Tunisia issues images of suspected assassins

Government names five men accused of murder of opposition leader Shokri Belaid, whose assassination led to mass unrest.

Shokri Belaid, a prominent Tunisian opposition politician, looks on in Tunis
Belaid, a leftist lawyer, was shot outside his Tunis home by an assassin who fled on a motorcycle [Reuters]

The Tunisian government has published the names and photographs of five people it said were suspected of involvement in the February assassination of a secular opposition politician and asked citizens to help track them down.

The killing of Shokri Belaid on February 6 provoked the worst unrest in the North African state since the overthrow of strongman Zine al-Abidine Ben Ali two years ago that launched the Arab Spring wave of popular uprisings.

“We ask all citizens to contribute to the search for the main suspect and the rest of those involved in the assassination of the martyr Shokri Belaid,” the interior ministry said in statement on Saturday.

One of the men was shown with and without a beard.

The ministry’s website posted the names and pictures of five men and pledged to provide protection and confidentiality for anyone who helped locate suspects in the killing.

Salafists blamed

Police believe Belaid’s killer was a member of a radical Salafist group who is on the run, Prime Minister Ali Larayedh said recently, without giving more details.

The government, led by the Islamist Ennahda movement, had been under intensifying public pressure to take concrete steps to arrest suspects in the assassination.

No one has claimed responsibility so far.

Ennahda has denied accusations by some, including Belaid’s brother, that it was involved in the shooting death, which it has condemned.

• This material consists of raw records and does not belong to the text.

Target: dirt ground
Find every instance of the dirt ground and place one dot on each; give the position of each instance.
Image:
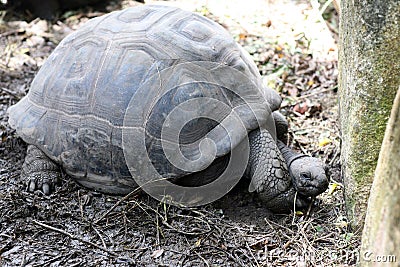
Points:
(295, 51)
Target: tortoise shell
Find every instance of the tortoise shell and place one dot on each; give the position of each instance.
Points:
(137, 78)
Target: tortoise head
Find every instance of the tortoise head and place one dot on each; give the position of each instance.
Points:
(309, 176)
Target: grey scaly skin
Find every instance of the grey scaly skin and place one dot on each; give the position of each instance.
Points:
(274, 182)
(39, 171)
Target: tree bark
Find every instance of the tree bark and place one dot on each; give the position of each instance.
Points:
(381, 235)
(369, 68)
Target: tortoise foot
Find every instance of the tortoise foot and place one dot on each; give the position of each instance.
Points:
(40, 172)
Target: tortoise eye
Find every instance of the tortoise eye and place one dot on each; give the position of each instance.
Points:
(305, 175)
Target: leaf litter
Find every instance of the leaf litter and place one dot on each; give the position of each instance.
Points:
(76, 227)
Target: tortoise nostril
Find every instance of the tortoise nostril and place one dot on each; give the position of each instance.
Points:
(305, 176)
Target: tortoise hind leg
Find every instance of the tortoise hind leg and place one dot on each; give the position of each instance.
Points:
(39, 171)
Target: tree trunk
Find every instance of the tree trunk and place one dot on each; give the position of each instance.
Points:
(369, 69)
(381, 236)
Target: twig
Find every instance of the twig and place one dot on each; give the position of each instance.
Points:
(101, 238)
(74, 237)
(116, 205)
(317, 92)
(10, 92)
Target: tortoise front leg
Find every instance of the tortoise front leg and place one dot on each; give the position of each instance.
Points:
(269, 174)
(39, 171)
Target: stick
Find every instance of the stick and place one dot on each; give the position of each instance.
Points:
(74, 237)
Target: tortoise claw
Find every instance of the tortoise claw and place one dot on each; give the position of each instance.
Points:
(44, 182)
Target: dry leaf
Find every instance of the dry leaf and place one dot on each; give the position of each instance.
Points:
(157, 253)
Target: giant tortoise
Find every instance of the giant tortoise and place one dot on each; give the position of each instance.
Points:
(159, 97)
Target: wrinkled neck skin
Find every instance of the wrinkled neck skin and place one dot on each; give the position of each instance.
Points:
(288, 154)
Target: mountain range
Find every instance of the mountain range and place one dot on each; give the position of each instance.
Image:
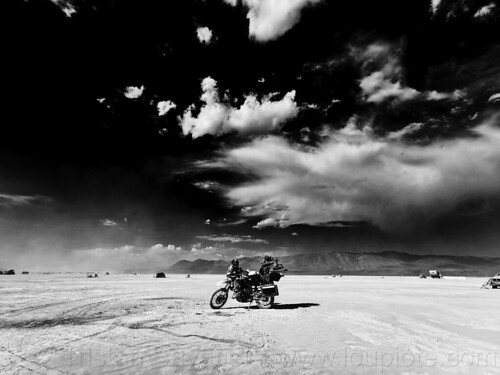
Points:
(384, 263)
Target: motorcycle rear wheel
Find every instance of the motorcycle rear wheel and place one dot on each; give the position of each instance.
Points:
(265, 302)
(219, 298)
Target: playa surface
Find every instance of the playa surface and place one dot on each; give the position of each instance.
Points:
(135, 324)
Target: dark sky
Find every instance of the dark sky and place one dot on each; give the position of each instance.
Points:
(138, 133)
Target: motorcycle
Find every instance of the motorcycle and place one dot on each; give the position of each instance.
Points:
(254, 286)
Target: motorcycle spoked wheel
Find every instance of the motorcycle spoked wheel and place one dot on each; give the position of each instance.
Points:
(264, 302)
(219, 298)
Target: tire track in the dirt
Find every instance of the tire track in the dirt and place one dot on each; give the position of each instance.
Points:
(47, 305)
(65, 344)
(32, 362)
(203, 337)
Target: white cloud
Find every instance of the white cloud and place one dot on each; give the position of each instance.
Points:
(252, 117)
(66, 6)
(269, 19)
(409, 129)
(133, 92)
(494, 98)
(435, 5)
(232, 239)
(355, 176)
(484, 11)
(13, 200)
(435, 95)
(204, 34)
(108, 223)
(378, 88)
(384, 83)
(127, 258)
(387, 82)
(164, 107)
(160, 248)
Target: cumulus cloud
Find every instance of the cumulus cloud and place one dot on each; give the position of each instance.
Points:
(128, 258)
(494, 98)
(108, 223)
(435, 5)
(133, 92)
(13, 200)
(355, 176)
(164, 107)
(484, 11)
(232, 238)
(66, 6)
(204, 34)
(269, 19)
(387, 81)
(378, 88)
(254, 116)
(435, 95)
(409, 129)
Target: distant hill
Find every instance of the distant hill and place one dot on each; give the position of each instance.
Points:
(384, 263)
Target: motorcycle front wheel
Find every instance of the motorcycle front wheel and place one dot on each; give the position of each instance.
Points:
(265, 302)
(219, 298)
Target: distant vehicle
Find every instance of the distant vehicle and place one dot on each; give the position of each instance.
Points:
(435, 274)
(495, 281)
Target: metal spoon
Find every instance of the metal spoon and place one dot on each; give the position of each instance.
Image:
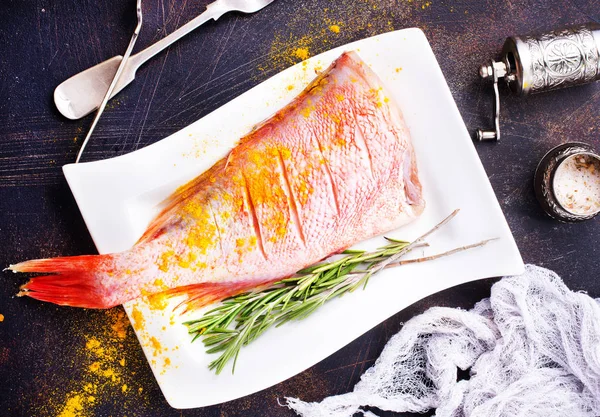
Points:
(83, 93)
(116, 77)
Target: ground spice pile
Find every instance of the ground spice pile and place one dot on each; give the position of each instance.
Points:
(103, 376)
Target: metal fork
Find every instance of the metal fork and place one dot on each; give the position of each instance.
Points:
(115, 79)
(82, 93)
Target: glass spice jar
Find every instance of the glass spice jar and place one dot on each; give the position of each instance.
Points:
(567, 182)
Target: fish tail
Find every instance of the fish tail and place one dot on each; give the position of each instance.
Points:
(75, 281)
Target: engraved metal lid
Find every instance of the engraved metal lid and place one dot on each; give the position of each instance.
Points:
(543, 182)
(537, 63)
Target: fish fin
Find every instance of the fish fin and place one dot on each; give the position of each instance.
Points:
(75, 280)
(203, 294)
(170, 206)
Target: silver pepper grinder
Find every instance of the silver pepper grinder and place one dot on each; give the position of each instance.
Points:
(538, 63)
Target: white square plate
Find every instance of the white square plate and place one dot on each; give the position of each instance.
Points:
(118, 197)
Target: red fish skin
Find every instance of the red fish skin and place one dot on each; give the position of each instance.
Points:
(334, 167)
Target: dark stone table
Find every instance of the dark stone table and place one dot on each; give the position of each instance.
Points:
(45, 366)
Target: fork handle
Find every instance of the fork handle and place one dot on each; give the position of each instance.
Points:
(213, 11)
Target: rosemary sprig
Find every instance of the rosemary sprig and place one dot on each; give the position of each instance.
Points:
(239, 320)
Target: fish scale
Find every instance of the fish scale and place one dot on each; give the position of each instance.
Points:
(332, 168)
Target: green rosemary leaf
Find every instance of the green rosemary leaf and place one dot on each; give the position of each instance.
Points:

Protests after the assassination of Belaid ended with the resignation of the government of Ennahda’s Hamadi Jebali.

Larayedh, also from Ennahda, succeeded him and formed an uneasy coalition with two secular parties.

Tunisia’s political transition from popular upheaval has been more peaceful than in neighbouring Egypt and Libya. But tensions have risen between Islamists freely elected to power and liberals who fear the loss of hard-won individual liberties.

Since Ben Ali’s fall, the struggle over the role of religion in government and society has emerged as the most divisive issue in Tunisia, which for decades was considered among the most secular countries in the Arab world.